Using XANES to obtain mechanistic information for the hydrolysis of CuCl2 and the decomposition of Cu2OCl2 in the thermochemical Cu–Cl cycle for H2 production

Abstract

The Advanced Photon Source (APS) at Argonne National Laboratory was used to investigate the progress of two of the reactions of the copper–chlorine cycle for production of hydrogen in situ by studying the evolution of the solid Cu species, using X-ray absorption near edge structure (XANES) spectroscopy. The hydrolysis of CuCl2 (2 CuCl2 + H2O → Cu2OCl2 + 2 HCl) was studied under low and high steam-to-copper ratios from 423 to 725 K, and the decomposition of Cu2OCl2 (Cu2OCl2 → 2 CuCl + ½ O2) in dry and humidified nitrogen up to 750 K. This study showed that the formation of Cu2OCl2 by hydrolysis of CuCl2 is more favorable under low steam-to-copper mole ratios and it reaches a maximum around 675 K. Over this limit, the formation of CuO and Cl2 as reaction byproducts starts to be noticeable.

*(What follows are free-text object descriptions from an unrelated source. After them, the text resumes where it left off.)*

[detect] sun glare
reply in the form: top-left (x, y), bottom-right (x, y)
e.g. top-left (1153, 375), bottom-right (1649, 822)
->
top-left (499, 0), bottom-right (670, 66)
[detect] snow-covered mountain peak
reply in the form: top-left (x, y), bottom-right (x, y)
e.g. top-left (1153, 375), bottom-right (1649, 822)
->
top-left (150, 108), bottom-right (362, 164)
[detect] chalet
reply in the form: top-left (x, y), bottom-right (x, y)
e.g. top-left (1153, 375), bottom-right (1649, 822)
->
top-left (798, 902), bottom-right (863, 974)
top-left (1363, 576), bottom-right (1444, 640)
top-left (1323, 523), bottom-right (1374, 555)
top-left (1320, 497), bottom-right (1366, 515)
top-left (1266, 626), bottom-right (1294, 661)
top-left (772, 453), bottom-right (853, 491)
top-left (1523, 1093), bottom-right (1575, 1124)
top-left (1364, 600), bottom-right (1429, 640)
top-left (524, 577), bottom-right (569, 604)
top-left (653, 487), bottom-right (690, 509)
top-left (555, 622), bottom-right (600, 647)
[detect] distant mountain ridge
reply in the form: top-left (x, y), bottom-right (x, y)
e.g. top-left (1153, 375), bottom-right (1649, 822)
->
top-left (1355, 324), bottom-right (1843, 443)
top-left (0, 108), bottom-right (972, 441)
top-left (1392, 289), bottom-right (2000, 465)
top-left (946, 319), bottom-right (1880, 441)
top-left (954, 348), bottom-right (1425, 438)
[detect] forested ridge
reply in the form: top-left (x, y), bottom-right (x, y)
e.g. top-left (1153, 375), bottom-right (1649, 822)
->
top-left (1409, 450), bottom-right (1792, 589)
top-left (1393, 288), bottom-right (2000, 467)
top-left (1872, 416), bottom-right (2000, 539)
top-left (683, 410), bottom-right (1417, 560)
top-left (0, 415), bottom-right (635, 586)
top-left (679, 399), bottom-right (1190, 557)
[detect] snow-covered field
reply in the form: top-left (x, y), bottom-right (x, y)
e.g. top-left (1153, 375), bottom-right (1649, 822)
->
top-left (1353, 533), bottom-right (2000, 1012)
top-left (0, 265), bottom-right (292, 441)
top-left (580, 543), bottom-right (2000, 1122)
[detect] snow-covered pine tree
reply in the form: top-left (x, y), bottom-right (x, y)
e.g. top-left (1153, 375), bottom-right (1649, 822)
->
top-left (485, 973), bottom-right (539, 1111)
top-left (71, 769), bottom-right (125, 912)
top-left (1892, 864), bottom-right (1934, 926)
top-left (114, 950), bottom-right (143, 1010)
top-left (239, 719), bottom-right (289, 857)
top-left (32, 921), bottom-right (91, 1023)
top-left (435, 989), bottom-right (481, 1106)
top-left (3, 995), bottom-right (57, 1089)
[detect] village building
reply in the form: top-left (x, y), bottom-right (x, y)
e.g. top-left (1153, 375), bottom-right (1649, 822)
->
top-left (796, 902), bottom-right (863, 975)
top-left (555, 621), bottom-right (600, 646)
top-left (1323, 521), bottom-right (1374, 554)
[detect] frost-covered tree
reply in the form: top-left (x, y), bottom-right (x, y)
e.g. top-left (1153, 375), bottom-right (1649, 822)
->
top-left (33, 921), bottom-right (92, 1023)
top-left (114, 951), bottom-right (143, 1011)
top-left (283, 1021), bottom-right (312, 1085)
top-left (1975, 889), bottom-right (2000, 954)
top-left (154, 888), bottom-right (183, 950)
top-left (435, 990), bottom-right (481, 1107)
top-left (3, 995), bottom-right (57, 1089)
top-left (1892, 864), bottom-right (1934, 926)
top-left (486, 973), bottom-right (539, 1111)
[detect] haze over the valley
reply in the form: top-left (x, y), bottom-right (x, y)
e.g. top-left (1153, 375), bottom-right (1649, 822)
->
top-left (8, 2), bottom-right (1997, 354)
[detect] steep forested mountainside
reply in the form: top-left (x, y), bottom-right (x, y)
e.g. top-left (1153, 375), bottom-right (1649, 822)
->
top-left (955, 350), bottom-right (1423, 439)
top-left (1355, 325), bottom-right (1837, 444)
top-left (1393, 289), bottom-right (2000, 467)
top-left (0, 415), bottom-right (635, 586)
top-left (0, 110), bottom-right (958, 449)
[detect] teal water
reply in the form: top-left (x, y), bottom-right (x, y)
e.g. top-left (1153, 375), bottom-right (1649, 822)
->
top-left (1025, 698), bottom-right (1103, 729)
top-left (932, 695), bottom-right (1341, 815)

The same reaction byproducts were observed to form under all of the other experimental conditions and at temperatures as low as 635 K. The results from the decomposition studied by XANES are in very good agreement with calorimetric studies (TG/DSC) and they confirm that the formation of Cl2 takes place in the early stages of the decomposition of Cu2OCl2. To the best of our knowledge, this is the first time that the XANES spectrum of a Cu2OCl2 standard has been reported, since in previous studies Cu2OCl2 was always a reaction intermediate.